Adobe said Thursday it has agreed to acquire the B2B marketing platform Marketo for $4.75 billion.
It’s the biggest deal in Adobe’s history. And the cloud technology giant may be shelling out so much because Marketo’s B2B category strength could help as Adobe moves into media buying and ecommerce, à la TubeMogul and Magento, where the distinction between marketing silos has faded.
“The combination of Marketo with Adobe Advertising, Analytics, Commerce and Marketing clouds places Adobe at the heart of all marketing,” said Adobe executive VP Brad Rencher on an investor call Thursday afternoon.
Marketo shares Adobe’s vision of a conglomerated (and lucrative) marketing technology landscape.
“We want to be a one-stop destination,” according to Mika Yamamoto, who became Marketo’s global president in August and spoke with AdExchanger prior to reports of a pending sale last week. “To do that, we need to make sure we have integrated experiences with all the other players in the marketing tech stack.”
Adobe has had similar capabilities to Marketo products for some time, like with its 2013 acquisition of email marketing company Neolane, now Adobe Campaign. But Marketo lets Adobe tie its existing suite to upper-funnel activity like prospecting leads and to eventual business-based conversions.
“Every B2B customer does email and does analytics. For us, the opportunity is to connect more closely to core revenue flows of a business,” Rencher said, citing Marketo’s attribution capability.
The acquisition is also a bullish sign for the private equity companies that have snapped up public marketing technology companies. Vista Equity Partners bought Marketo for $1.8 billion in late 2016. Golden Gate Capital acquired Neustar at $2.9 billion, Vector Capital privatized Sizmek and Rocket Fuel and last month the B2B data and advertising company Dun & Bradstreet agreed to be taken private by CC Capital for $6.9 billion.
But Adobe paid almost triple Marketo’s public market value in less than two years. This high premium makes sense considering that Adobe is a near nonentity in the B2B category compared to Oracle, Salesforce and Marketo, said Todd Berkowitz, Gartner’s managing VP focused on B2B technology.
So Adobe’s only real avenue into B2B was to buy, and Marketo was the last significant piece of B2B real estate up for sale.
Adobe could have filled the same product capabilities with more efficient, smaller-scale deals, said Joe Stanhope, a Forrester VP and principal analyst. “There’s clearly a premium on Marketo being the last big, broadly-known option in the category.”

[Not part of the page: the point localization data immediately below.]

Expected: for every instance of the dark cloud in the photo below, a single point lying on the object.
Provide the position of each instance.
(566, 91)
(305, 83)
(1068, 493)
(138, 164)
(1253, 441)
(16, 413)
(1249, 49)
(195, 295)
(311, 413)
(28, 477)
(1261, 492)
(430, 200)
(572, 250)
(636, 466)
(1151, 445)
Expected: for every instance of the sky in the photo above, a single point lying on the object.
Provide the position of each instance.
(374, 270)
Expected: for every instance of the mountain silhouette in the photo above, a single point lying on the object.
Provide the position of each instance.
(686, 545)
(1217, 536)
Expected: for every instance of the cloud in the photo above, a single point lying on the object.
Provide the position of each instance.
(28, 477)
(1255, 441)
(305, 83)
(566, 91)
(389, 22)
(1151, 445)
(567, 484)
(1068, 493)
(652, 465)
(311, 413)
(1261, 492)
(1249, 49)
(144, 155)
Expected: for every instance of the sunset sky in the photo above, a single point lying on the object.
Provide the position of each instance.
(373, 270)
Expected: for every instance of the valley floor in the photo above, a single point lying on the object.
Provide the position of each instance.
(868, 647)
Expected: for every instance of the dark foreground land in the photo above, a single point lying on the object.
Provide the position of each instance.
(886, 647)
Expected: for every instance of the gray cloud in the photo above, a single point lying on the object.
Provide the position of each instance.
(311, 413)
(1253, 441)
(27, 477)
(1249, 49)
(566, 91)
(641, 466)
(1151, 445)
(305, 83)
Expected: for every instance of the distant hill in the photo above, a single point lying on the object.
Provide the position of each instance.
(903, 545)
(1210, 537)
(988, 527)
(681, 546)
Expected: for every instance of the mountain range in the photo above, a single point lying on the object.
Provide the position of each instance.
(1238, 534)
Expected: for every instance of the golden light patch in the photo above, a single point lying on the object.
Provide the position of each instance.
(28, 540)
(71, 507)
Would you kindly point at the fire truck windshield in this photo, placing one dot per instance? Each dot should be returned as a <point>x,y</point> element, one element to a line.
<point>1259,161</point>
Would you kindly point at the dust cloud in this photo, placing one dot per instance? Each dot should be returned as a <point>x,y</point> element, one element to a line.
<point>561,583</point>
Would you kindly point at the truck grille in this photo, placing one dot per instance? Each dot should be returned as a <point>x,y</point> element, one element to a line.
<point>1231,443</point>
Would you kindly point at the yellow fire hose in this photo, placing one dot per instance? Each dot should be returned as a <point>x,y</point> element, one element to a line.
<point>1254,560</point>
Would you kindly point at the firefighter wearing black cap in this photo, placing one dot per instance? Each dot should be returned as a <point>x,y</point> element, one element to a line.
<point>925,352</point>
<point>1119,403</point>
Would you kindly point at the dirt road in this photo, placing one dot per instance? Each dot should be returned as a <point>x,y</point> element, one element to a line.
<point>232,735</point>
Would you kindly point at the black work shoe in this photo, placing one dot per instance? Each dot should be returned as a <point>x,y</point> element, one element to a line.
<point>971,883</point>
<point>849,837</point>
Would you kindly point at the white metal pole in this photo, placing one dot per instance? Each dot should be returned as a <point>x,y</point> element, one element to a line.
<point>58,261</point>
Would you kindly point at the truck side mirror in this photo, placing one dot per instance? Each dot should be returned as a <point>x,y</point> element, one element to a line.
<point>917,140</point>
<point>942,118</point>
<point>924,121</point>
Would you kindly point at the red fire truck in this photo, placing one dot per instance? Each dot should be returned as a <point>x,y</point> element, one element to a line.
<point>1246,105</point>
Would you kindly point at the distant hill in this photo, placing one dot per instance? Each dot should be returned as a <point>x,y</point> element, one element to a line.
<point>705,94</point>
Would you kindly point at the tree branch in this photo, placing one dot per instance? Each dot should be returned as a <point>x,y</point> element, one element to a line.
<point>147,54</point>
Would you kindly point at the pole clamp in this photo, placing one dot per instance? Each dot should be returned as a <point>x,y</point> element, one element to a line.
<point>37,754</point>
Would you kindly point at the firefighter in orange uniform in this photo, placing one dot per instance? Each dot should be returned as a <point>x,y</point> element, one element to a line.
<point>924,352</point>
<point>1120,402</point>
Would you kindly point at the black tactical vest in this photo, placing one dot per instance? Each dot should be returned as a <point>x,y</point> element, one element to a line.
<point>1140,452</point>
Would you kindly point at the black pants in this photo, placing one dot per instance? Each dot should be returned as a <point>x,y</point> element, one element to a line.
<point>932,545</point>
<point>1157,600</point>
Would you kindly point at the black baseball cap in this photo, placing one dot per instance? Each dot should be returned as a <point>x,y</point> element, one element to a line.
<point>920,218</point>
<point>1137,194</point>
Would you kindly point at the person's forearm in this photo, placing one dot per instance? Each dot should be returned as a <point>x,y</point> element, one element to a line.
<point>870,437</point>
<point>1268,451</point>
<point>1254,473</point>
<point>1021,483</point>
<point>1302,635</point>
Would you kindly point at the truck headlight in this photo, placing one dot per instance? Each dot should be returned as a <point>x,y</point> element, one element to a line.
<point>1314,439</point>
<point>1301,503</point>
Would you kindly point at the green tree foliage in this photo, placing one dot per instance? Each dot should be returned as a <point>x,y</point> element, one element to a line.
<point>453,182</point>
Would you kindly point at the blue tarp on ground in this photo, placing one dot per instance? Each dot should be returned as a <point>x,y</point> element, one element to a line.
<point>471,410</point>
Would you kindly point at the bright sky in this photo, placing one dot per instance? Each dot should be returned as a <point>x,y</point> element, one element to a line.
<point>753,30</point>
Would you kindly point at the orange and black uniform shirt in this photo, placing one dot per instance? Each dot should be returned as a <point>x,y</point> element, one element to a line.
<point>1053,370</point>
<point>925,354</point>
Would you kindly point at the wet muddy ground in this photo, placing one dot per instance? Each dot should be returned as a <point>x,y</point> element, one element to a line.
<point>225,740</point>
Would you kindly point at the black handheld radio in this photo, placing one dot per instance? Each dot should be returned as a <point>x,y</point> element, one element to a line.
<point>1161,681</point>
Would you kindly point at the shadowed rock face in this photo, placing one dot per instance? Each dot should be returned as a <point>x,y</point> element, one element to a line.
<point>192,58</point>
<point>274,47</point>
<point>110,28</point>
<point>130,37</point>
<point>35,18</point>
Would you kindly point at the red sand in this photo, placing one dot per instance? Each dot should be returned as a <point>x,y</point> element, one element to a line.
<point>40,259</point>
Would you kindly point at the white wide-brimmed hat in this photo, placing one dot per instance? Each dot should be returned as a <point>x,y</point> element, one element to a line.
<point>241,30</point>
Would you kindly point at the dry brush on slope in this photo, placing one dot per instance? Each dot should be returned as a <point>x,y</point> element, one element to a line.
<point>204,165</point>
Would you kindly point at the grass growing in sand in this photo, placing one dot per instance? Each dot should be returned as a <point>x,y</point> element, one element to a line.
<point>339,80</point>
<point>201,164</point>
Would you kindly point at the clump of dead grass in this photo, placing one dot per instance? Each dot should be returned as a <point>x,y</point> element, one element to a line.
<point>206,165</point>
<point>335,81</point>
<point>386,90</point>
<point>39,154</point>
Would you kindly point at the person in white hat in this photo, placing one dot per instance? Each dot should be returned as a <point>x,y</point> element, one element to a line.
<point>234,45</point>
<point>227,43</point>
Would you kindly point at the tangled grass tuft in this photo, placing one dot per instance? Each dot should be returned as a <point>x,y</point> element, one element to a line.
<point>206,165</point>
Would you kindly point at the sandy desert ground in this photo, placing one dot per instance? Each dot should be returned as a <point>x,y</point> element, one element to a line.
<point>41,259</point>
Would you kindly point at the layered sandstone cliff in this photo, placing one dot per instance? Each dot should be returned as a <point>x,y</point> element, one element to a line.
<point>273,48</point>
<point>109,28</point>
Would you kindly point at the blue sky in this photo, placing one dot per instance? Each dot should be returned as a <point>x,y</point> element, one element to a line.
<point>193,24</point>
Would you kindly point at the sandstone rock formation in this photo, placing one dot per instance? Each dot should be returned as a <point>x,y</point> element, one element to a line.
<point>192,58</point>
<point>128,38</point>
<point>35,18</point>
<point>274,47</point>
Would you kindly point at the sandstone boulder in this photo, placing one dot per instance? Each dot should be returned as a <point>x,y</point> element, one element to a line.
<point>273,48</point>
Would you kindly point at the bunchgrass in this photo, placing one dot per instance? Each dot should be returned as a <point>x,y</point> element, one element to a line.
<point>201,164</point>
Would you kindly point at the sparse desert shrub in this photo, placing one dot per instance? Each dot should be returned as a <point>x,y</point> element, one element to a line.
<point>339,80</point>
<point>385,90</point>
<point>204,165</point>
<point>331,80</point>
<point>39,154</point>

Investors seemed skeptical of the price tag.
“Two years ago, you could have acquired [Marketo] for about a third. What do you think about the move-to-market boost compared to the premium you’re paying?” asked one investor.
“Is there anything [Marketo] has done in the past two years to change how we thought about them when they were public?” asked another, alluding to Wall Street’s lukewarm attachment to Marketo at the time.
“I can’t comment on what it was two years ago,” said Adobe CEO Shantanu Narayen. “But from my perspective it’s a market-leading product.”